それを聞いて、取り敢えずやる事は一つだろう。俺は人が一人入りそうな穴を掘り始める。
「‥‥何をしてるんですか?」
「‥‥何って、お墓を作ってるんだが?」
「私達死ぬんですかッ!?」
「うるせえ!当たり前だろ!討伐難易度Bランクのボスモンスター相手にEランク冒険者と戦闘力皆無な旅人で何をどうしろってんだ!」
その言葉を聞くなり、イブが腕を引っ張ってくる。何か言いたげな様子だな。
「どうした?」
「イブに任せてほしいの!」
‥‥ふむ。
「任せてほしいって言ったって作戦はあるのか?ハクヤを囮にだったら俺も考えたが逃げるので精一杯だぞ?」
「流れで僕を囮にするのはやめてもらおうか」
無視。
「イブならあれと戦えるの!」
弱気な俺に対して不思議なくらいに自信満々なイブ。
今この状況でクソ猫に言われた『腕はSランク』という曖昧なものを信じて良いのだろうか?

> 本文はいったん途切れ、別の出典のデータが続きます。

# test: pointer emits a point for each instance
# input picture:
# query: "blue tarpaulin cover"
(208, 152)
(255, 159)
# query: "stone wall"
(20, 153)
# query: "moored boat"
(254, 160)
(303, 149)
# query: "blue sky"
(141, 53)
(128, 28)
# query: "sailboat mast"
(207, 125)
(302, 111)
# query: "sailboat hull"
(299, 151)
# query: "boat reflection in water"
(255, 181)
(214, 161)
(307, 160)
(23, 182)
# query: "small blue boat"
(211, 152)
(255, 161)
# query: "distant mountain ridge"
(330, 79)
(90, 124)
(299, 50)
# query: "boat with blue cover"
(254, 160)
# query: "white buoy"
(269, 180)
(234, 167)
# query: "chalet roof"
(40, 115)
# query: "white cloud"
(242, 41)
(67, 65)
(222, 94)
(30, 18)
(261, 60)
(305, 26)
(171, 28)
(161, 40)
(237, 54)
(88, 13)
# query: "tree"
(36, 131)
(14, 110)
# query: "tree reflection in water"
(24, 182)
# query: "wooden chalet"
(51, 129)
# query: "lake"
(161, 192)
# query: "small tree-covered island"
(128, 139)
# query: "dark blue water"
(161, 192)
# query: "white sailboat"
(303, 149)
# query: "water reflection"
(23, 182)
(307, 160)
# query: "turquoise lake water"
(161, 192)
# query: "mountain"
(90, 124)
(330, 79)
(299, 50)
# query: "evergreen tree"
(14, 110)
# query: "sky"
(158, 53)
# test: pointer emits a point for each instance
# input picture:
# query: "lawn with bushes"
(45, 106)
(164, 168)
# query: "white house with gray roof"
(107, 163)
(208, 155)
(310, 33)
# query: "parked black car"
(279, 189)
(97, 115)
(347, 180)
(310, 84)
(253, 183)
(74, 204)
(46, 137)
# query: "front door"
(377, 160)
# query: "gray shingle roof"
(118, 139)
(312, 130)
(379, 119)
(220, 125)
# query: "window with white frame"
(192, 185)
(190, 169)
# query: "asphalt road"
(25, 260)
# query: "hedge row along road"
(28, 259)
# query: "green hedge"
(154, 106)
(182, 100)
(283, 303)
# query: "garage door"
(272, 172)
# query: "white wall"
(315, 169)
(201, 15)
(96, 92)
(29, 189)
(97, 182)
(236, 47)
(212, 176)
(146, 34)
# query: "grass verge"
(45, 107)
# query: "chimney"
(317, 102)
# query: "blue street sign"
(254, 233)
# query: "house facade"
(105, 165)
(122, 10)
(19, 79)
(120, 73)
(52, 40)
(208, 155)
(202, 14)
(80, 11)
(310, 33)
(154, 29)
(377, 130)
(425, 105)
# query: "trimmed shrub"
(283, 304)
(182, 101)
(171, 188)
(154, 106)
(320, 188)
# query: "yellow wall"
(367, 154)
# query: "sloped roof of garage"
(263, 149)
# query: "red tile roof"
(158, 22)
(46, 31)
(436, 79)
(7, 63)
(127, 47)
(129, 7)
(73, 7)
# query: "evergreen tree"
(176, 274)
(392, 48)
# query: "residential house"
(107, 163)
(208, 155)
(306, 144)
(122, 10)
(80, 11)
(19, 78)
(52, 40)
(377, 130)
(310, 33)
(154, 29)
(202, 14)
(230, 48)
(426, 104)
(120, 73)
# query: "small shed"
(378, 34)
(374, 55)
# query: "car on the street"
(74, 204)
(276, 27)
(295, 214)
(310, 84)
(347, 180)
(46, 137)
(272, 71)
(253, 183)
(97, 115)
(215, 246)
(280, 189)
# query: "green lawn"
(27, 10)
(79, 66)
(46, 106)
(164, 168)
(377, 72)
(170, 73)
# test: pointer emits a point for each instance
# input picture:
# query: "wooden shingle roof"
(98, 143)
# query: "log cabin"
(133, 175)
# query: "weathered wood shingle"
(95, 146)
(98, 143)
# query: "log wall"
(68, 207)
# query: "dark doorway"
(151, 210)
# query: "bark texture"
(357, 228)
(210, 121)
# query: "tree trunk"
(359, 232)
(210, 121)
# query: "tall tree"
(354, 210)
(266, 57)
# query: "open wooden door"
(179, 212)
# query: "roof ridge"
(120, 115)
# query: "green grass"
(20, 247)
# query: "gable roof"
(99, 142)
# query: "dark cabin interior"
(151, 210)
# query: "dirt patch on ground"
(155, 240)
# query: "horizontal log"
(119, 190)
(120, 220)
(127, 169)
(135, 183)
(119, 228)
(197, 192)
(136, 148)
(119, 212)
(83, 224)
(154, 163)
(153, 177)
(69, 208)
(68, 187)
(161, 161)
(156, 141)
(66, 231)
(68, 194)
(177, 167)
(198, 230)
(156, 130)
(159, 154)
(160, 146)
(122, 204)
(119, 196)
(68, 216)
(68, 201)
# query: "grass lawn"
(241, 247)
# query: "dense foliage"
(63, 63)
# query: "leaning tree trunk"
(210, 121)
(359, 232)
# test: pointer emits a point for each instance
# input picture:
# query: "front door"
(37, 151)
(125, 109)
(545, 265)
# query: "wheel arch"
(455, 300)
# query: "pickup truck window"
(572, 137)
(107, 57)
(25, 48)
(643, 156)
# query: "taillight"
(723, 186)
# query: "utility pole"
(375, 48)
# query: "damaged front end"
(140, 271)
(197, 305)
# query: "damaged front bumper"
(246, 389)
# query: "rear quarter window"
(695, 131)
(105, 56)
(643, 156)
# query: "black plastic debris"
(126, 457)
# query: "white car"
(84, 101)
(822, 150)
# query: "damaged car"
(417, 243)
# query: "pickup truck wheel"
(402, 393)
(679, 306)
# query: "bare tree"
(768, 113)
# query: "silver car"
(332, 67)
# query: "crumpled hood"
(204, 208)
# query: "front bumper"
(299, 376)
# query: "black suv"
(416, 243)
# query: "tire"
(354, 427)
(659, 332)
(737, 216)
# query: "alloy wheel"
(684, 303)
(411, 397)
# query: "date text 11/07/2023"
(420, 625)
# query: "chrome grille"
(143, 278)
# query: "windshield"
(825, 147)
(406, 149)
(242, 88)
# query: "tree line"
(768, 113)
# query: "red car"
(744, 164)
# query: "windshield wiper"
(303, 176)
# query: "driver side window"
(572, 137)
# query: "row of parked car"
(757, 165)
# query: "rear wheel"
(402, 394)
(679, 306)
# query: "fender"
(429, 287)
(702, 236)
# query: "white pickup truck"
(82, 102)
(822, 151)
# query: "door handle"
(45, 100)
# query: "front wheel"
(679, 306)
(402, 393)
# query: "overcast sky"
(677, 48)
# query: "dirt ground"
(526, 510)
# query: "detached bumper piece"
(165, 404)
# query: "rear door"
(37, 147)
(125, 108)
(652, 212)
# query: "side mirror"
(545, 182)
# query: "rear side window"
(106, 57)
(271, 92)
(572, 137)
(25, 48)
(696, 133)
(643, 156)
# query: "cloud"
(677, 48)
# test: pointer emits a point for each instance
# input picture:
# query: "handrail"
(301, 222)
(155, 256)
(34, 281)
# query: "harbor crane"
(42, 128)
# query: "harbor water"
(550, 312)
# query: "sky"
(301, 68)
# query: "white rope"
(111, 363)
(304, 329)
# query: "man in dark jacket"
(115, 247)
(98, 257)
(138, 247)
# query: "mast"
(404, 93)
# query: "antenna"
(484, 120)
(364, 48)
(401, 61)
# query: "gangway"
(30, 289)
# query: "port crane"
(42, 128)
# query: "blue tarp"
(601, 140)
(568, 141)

‥‥いや、信じるか信じないかじゃないな。この状況で逃げられる保証もない。
「道は一つか…」
俺は一つの希望に賭け、拳を握りしめる。
「よし、イブ!ムーンスラッシュ以外で戦ってくれ!ハクヤとエルスが援護する」
「分かったの!」
嬉しそうに杖を構え、『のー!』っと可愛らしい掛け声と共に飛び出していく。
さてボスモンスターさん、お待たせして申し訳ございませんでした。
俺達のチームプレイをとくと見やがれ!
「グぅ…グルッ!?グルァァァァァァッ!!!」
‥‥結果的から言えば特にチームプレイなんて必要は無かった。予想以上にイブは強かったらしく、体のオオカミを一匹一匹順調に処理していく。
一つ不満があるとすれば、オオカミが苦しそうにうめき声を上げ地面にボトボト落ちていく様子が恐怖以外の何物でもない、というだけ。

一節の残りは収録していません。